Il prezzo della concorrenza

Mentre Shopify detiene il 26,2% del mercato delle piattaforme e-commerce, alimentando tra i 4,8 e i 6,5 milioni di negozi attivi in tutto il mondo, il suo principale rivale racconta una storia diversa. Stando al confronto delle quote di mercato WooCommerce e Shopify, WooCommerce controlla tra il 20% e il 33% del mercato — la forbice dipende dalla metodologia usata — con oltre 4,5 milioni di negozi attivi tracciati da StoreLeads. Numeri che fanno di WooCommerce non un inseguitore distante, ma un concorrente reale, a tratti persino avanti in termini di pura diffusione.

La differenza strutturale tra le due piattaforme è però abissale, e qui sta il punto. WooCommerce è un plugin open source che gira su WordPress: chiunque può installarlo, modificarlo, costruirci sopra senza chiedere il permesso a nessuno. Shopify è un servizio proprietario chiuso, dove ogni strato dell’infrastruttura — dall’hosting alle integrazioni — passa per le mani dell’azienda canadese. Questa differenza non è solo tecnica. Ha implicazioni che toccano la privacy dei dati, la sovranità digitale dei merchant e, inevitabilmente, la conformità al GDPR in Europa. Quando i dati di milioni di consumatori europei transitano attraverso server e logiche applicative controllate da un’unica entità privata, la domanda che i regolatori dovrebbero porsi è semplice: chi vigila sul guardiano?
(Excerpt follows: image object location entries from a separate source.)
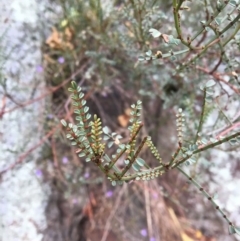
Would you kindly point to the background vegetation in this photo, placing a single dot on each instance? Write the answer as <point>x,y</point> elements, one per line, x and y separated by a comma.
<point>162,54</point>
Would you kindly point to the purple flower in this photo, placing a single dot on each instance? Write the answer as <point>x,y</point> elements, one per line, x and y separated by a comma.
<point>155,195</point>
<point>144,232</point>
<point>109,193</point>
<point>61,60</point>
<point>64,160</point>
<point>50,116</point>
<point>39,69</point>
<point>86,175</point>
<point>38,173</point>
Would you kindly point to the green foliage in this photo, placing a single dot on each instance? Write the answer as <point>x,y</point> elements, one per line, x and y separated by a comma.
<point>155,51</point>
<point>90,145</point>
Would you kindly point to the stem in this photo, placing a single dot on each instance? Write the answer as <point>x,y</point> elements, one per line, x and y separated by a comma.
<point>124,150</point>
<point>206,194</point>
<point>134,157</point>
<point>211,145</point>
<point>201,118</point>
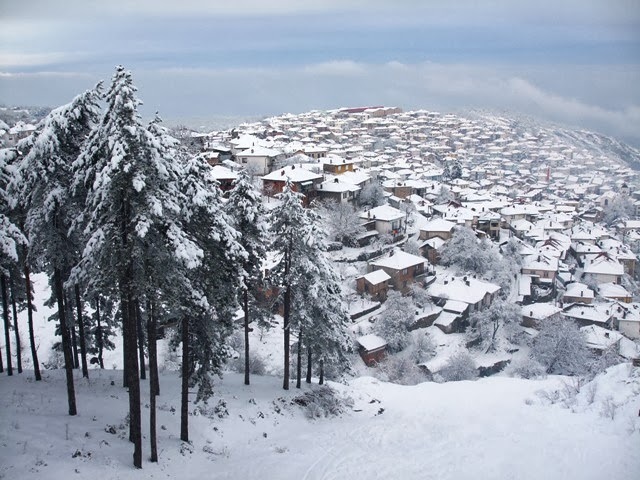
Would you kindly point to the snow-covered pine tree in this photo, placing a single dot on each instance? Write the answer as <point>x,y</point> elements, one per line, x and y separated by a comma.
<point>43,187</point>
<point>131,218</point>
<point>207,309</point>
<point>11,241</point>
<point>246,210</point>
<point>310,287</point>
<point>324,324</point>
<point>292,231</point>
L’imposizione dell’OWASP Top 10 a tutti gli sviluppatori terzi è, in questo contesto, una mossa che merita una lettura a doppio strato. Sul primo livello, è una politica di sicurezza legittima e difendibile. Sul secondo, è un modo per centralizzare ulteriormente il controllo qualitativo — e quindi commerciale — di tutto ciò che accade dentro la piattaforma. Le autorità antitrust europee, già alle prese con i grandi gatekeeper digitali sotto il Digital Markets Act, farebbero bene a tenere d’occhio anche i player di seconda fascia che stanno rapidamente costruendo posizioni dominanti nei mercati verticali. Shopify non è ancora sotto i riflettori di Bruxelles con la stessa intensità di Google o Meta, ma il modello è riconoscibile.

In un mondo dove la sicurezza informatica è brandita sempre più spesso come argomento inattaccabile — chi può essere contro la sicurezza? — resta una domanda che nessuno sembra voler fare ad alta voce: siamo davvero più protetti, o stiamo solo imparando a dipendere dai pochi che tengono in mano le chiavi del regno digitale? La risposta, probabilmente, è entrambe le cose. E questo dovrebbe bastare per tenerci svegli.